Leader-Follower Orchestration Scales Multi-Agent Work

Implement agent swarms with a leader-follower pattern: leader scans canvas context, breaks tasks into subtasks (e.g., 'draw more animals'), assigns to followers, monitors without drawing itself, and iterates until satisfied. This mirrors early 2025 agent conventions (rejection sampling, thinking indicators) but adds visual coordination, solving overlap and state-sharing issues. Agents reference each other's work dynamically—prompt one for a cat, another for accessories—and handle ambiguities like 'blow out candle' by inferring shapes despite no prior canvas definition. Trade-off: fun for exploration (D&D sheets, homework tutors) but one-shot limits depth; agent loops enable refinement. Used in apps like Lovelace.dev and MagicPath for design/education.

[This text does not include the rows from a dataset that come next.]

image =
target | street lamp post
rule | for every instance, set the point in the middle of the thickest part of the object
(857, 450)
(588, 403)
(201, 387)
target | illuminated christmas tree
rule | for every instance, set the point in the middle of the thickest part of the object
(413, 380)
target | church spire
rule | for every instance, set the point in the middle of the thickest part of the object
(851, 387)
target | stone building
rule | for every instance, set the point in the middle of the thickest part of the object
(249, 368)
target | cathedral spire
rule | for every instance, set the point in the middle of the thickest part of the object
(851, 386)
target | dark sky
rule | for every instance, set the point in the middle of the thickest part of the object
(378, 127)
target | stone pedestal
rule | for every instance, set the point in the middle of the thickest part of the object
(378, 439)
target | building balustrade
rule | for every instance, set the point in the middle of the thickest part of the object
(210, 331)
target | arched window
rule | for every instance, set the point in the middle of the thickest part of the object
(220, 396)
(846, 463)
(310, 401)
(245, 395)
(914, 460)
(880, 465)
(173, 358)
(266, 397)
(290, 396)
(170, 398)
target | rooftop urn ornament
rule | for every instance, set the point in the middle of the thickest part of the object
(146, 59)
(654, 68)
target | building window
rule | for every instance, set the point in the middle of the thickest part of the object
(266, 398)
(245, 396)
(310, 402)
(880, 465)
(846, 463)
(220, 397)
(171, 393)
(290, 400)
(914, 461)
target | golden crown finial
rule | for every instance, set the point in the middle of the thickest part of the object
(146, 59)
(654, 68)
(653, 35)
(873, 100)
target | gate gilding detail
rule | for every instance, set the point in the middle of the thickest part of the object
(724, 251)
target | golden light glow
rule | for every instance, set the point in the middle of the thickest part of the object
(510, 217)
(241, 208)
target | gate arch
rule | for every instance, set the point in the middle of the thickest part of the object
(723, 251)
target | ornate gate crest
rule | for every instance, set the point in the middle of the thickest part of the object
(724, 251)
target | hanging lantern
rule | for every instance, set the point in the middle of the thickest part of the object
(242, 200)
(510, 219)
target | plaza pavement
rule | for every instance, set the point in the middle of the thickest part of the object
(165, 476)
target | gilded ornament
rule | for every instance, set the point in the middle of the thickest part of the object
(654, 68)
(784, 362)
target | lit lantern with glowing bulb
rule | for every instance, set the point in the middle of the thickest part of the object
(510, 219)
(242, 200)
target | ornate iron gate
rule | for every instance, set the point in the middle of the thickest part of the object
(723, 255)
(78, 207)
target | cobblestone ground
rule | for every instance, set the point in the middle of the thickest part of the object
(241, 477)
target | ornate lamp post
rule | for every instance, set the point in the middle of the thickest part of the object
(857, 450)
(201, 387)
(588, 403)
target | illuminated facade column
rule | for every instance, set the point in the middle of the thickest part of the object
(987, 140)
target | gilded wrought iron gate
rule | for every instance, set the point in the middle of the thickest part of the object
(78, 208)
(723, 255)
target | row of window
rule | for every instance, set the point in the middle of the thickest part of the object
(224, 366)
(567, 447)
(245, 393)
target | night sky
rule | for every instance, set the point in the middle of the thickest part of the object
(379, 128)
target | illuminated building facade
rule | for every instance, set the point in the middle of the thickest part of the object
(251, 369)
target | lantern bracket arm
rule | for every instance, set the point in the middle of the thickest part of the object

Evolution from 2023's Make Real (draw UI → generate HTML/JS prototype via vision models) shows progression: early one-shots → iterative agents → spatial multi-agents. Canvas as React components enables hackability, powering Replit/Luma AI canvases.

Desktop Runtime Unlocks Code Execution for True Agency

Bypass web safety limits with a local Electron desktop app exposing an HTTP endpoint for agents to POST and execute raw JavaScript against the tldraw runtime. Agents script inject to add interactivity (on-hover sliders, clicks) despite lacking primitives, generate screenshots/DOM for vision, or even modify external apps (e.g., rip podcasts from Spotify bundle). Prompt: draw UI with 'leg length' slider and 't-shirt color' picker → agent writes event handlers, potentially blinking elements or creating auxiliary HTML. Trade-offs: high risk (API key leaks, unintended changes) but maximizes agency in file-based, offline context—'hand sharp tools to users.' Enables bi-directional flows: canvas diagram → update code, or code → visualize. Future: release as local-first canvas motivator, evolving 'file-over-app' ideals into practical scripting.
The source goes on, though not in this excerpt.